The relation $I(V(J)) = \text{rad}(J)$ is a little abstract as stated. Unpacked, it says the following: let $R$ be a Jacobson ring, let $f_1, f_2, ... f_r \in R$ generate an ideal $J$, and let $g \in R$. Then exactly one of the following is true:

• $g \in \text{rad}(J)$, i.e. there exist $h_1, ... h_r \in R$ and $n \in \mathbb{N}$ such that $\displaystyle g^n = \sum_{i=1}^{r} h_i f_i$.
• $g \not \in I(V(J))$, i.e. there exists a point $x \in V(J)$ at which $g$ doesn’t vanish.

If $R$ is also Noetherian then this is true of every ideal. This is very useful because if $r$ is large then $J$ gets more complicated but $V(J)$ gets simpler, and it is usually easier to check if $g$ vanishes on $V(J)$ than to check if $g^n$ is a linear combination of a large number of $f_i$.

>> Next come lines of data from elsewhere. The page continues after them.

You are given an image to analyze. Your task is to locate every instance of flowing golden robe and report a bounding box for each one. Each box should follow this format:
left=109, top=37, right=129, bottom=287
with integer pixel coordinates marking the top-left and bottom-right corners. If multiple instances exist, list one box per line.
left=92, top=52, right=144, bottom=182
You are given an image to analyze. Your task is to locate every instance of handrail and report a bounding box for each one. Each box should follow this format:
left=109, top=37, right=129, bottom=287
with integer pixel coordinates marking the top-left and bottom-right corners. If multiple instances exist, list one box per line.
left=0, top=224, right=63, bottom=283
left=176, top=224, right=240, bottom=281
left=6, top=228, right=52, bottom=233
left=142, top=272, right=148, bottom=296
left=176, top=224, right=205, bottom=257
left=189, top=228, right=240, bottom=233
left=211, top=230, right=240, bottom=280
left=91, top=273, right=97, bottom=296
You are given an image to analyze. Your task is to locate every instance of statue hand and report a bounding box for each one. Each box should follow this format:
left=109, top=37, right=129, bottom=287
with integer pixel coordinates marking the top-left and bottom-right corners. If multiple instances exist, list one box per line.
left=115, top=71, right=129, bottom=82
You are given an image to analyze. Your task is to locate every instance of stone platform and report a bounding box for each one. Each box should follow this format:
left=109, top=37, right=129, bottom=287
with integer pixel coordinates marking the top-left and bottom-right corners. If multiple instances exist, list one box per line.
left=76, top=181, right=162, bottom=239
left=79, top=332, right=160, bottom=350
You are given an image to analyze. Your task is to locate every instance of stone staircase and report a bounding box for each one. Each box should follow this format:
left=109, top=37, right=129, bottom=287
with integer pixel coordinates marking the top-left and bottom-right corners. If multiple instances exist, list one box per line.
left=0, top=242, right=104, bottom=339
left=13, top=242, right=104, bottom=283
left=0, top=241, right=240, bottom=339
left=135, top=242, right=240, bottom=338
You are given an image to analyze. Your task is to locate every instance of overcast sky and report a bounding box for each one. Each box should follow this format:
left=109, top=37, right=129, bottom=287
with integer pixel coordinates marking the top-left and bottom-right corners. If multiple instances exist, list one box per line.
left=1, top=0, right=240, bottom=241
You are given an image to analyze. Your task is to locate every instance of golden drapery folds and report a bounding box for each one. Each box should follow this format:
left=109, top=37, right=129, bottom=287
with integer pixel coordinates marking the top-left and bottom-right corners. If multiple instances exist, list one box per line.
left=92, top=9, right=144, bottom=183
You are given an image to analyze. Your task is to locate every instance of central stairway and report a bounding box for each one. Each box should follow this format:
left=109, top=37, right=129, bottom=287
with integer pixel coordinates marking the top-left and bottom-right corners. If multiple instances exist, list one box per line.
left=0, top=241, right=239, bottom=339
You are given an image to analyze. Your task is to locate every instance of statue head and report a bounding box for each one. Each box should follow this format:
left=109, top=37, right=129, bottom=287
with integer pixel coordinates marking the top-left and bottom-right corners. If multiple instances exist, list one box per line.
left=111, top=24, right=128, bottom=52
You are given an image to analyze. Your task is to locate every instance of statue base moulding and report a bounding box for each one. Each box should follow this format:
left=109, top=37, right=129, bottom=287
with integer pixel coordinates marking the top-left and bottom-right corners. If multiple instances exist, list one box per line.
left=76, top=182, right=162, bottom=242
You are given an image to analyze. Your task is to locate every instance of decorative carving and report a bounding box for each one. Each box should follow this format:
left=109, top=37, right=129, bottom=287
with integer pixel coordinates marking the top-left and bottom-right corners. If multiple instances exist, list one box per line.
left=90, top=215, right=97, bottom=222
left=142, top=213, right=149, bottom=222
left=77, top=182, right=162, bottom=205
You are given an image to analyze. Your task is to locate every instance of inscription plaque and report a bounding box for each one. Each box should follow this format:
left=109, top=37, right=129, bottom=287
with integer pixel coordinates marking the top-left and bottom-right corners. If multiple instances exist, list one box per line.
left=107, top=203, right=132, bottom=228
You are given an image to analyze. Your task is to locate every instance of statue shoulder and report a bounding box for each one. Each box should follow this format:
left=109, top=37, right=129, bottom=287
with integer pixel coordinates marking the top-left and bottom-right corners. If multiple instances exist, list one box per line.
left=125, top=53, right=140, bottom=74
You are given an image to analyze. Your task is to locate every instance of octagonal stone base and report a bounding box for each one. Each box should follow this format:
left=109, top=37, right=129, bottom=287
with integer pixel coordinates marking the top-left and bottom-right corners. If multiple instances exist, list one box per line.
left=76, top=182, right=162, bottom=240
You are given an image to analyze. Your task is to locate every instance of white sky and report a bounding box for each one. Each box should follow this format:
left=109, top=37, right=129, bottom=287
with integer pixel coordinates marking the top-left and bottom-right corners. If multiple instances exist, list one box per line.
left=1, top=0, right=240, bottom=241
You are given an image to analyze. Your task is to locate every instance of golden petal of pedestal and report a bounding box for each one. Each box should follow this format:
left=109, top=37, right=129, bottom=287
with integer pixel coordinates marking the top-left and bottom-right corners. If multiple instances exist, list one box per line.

The introduction of radical ideals allows us to take a first stab at factorization. Define a minimal prime over an ideal $J$ to be the preimage of a minimal prime of $R/J$, or equivalently a prime containing $J$ which is minimal with respect to this property. Then if $J$ is radical, the intersection of the prime ideals of $R/J$, hence the intersection of the minimal prime ideals of $R/J$, is zero. It follows that $J$ is the intersection of the minimal prime ideals over $J$, and this representation is necessarily unique because it involves the entire set of minimal prime ideals. If $R$ is Noetherian and Jacobson, there are only finitely many such primes, and they are precisely the irreducible components of $V(J)$! So at least for radical ideals there is a more-or-less clear geometric picture of what’s going on.

At this point we run into the issue that, in a setting where nonzero prime ideals are allowed to contain each other, prime factorization can only make sense if we restrict it to minimal primes, which have the unfortunate property that they depend on the ideal being considered. This is an issue of dimension, which we’ll discuss later.

Now, as nice as these results are, they don’t help us until we actually show that the rings we care about are Jacobson. The standard way of doing this from the weak Nullstellensatz makes the most sense in the context of localization, which we’ll discuss next.